Why did the GENIUS Act move through Congress like a dose of salts (as my old friend Robert Sherrill memorably described other acts of legalized looting, like the deregulation of the savings and loan industry in the 1980s)? Because the path was greased with nearly a quarter billion in industry donations to members and independent spending last cycle, and the big crypto PACs waved equally large warchests in front of members now, vowing to use the money this cycle. More depressingly, or predictably, every member of the House Democratic leadership voted for the bill, along with nearly half their caucus. (102 Dems voted in favor, vs 110 against.)
Banking is one of those subjects that probably makes your eyes glaze over, but trust me on this: making it easier for all kinds of institutions to issue their own “currencies” (even if they have the magic word “crypto” as a prefix) and to make claims about their stability, relying on overworked and understaffed federal regulators (and in many cases similarly attenuated state regulators, for smaller offerings) to issue clean bills of health – when the President himself (and his family) corruptly speculates in the very same product his government is supposedly also regulating – is not a recipe for financial stability or security. During the so-called Free Banking Era of the 1830s to the Civil War, banks, which were regulated by the states, were also able to issue their own currencies, and there were constant bank runs and collapses. (Here’s a gift link to the one thing you need to read about this period, if you doubt my word.)
If you identify with the Defiance and live in a blue district, just remember this: the odds that your own elected Democratic House rep voted for this garbage are nearly 50-50. Sometime in the future, when the next financial crash happens, their vote to bless the crypto industry will be remembered, the same way we remembered who voted back in the late 1990s to eliminate the Glass-Steagal Act preventing banks from merging with financial firms, a Robert Rubin/Bill Clinton special that helped drive the Great Recession of 2008. Saving my local readers a step: the Congressman from one of the poorest districts in America, Ritchie Torres, a total crypto shill, voted yes, as did my Rep. George Latimer, a shmendrick[1] who was helped in 2024 by $2 million in outside spending from FairShake, one of the biggest independent crypto PACs).

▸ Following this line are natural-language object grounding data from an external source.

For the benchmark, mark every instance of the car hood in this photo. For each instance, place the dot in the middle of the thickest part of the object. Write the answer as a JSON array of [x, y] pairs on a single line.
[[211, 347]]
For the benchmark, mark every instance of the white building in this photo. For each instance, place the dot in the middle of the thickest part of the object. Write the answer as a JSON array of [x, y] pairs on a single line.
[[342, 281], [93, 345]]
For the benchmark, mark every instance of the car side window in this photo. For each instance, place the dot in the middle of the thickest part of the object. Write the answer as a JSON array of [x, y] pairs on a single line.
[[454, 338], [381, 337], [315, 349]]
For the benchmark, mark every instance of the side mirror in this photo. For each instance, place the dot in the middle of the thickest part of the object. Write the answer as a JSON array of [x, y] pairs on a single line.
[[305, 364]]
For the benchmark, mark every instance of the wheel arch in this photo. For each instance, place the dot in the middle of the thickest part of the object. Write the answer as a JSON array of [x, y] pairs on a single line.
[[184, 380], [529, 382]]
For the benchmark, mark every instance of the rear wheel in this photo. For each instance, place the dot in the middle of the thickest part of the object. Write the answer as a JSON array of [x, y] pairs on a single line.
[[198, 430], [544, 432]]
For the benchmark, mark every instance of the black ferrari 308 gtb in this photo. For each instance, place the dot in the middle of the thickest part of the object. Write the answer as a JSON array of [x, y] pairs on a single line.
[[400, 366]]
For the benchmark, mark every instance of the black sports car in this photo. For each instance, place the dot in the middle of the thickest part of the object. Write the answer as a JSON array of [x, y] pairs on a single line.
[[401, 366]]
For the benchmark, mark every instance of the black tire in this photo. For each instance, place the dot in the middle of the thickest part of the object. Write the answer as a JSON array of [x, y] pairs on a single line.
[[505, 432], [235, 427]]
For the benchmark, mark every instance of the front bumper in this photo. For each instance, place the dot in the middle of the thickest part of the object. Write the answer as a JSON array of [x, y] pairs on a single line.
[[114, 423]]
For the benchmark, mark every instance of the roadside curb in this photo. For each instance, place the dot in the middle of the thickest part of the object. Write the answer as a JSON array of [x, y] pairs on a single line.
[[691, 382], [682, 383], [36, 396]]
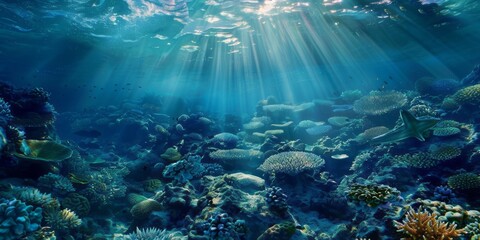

Dealing with Brandolini’s Law
Somewhere in the middle of Number Go Up, Faux quotes Alberto Brandolini’s Bullshit Asymmetry Principle, which I had not heard of until now, and I thought, “This right here explains it all.” Brandolini’s Law states, “The amount of energy needed to refute bullshit is an order of magnitude[2] bigger than that needed to produce it.” Learning this alone made me glad I forked over $17 to buy Faux’s book.
The problem is what to do when you see bullshit everywhere but don’t have the time to or energy to rebut it. Because it turns out when you don’t have actual competence or facts behind you, bullshit can get you very far.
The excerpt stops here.